Richard Mills tries to find an aesthetic harmony in the use of hard- and soft-edged forms, Drinkard said.

“My work is executed by invention,” Mills said. “Occasionally, the invention leads me to include forms that are found in historical references and, at times, surreal humor. In any case, I’m only satisfied with the end result when I’m just as surprised by the work as a viewer who is seeing it for the first time.’

Drinkard said Clark Walker elaborates on his theme with the use of soft tones and dissolving planes of color, which project the solitude of the figures into their surroundings.

“The quieting effect of these introspective figures denotes Clark Walker’s ability to capture the atmosphere evocative of a daydream in is paintings,” she said.

Walker said that he elaborates on this theme by the use of soft tones and dissolving planes of color, projecting the quietude of the figures into their surroundings.

“I use a myriad of muted colored planes to describe my subjects and, with this multifaceted surface, the overall tonality gives a unity and calmness to the paintings,” he said.
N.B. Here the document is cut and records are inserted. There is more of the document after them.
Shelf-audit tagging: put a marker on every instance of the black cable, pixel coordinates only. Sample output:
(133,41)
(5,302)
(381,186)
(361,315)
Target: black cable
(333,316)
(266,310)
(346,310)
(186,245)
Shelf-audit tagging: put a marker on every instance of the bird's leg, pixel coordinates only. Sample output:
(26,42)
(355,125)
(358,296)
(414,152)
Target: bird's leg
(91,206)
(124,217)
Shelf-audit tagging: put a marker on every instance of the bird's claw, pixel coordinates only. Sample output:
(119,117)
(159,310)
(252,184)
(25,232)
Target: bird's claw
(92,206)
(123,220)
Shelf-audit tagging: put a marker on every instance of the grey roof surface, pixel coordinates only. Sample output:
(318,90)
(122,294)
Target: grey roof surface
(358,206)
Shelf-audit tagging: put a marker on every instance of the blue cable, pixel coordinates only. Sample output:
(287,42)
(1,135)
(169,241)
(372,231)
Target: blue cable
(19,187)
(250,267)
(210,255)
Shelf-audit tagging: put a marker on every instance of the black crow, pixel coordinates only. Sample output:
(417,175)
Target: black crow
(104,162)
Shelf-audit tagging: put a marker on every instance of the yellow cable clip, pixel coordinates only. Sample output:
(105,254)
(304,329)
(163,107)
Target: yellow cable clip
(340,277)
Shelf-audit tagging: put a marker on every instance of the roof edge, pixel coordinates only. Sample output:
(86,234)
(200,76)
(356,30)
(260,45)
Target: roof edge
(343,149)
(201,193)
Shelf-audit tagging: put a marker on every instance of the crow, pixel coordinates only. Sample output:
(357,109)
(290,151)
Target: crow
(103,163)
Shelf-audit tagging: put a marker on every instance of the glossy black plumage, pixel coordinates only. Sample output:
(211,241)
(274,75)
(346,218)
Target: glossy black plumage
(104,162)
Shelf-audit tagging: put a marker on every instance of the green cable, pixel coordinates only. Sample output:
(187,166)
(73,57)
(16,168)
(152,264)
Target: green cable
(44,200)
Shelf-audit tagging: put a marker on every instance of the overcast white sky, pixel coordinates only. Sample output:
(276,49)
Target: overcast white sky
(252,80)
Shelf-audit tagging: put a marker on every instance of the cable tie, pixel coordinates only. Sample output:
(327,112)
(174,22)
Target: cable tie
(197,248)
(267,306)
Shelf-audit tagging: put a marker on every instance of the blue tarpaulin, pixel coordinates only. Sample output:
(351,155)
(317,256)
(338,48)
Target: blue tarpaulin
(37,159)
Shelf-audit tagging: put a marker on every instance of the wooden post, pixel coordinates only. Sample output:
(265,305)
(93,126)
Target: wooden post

Walker said a calming effect is instilled in the viewer by the unified brushwork, soft lighting and muted tonality.

“Through the aired scope of his paintings, the scene effects of Clark Walker’s work prevails,” Drinkard said.

George Taylor and John Wagnon are Montgomery natives. Richard Mills is a native of Knoxville, Tennessee and is now Professor Emeritus of Art at Auburn University at Montgomery. Clark Walker was born in Selma and now resides in Montgomery.

“We are really fortunate to have this show, said Wiley White, Center development and grants coordinator. “I’ve seen and watched these artists over the years and their work is impeccable.”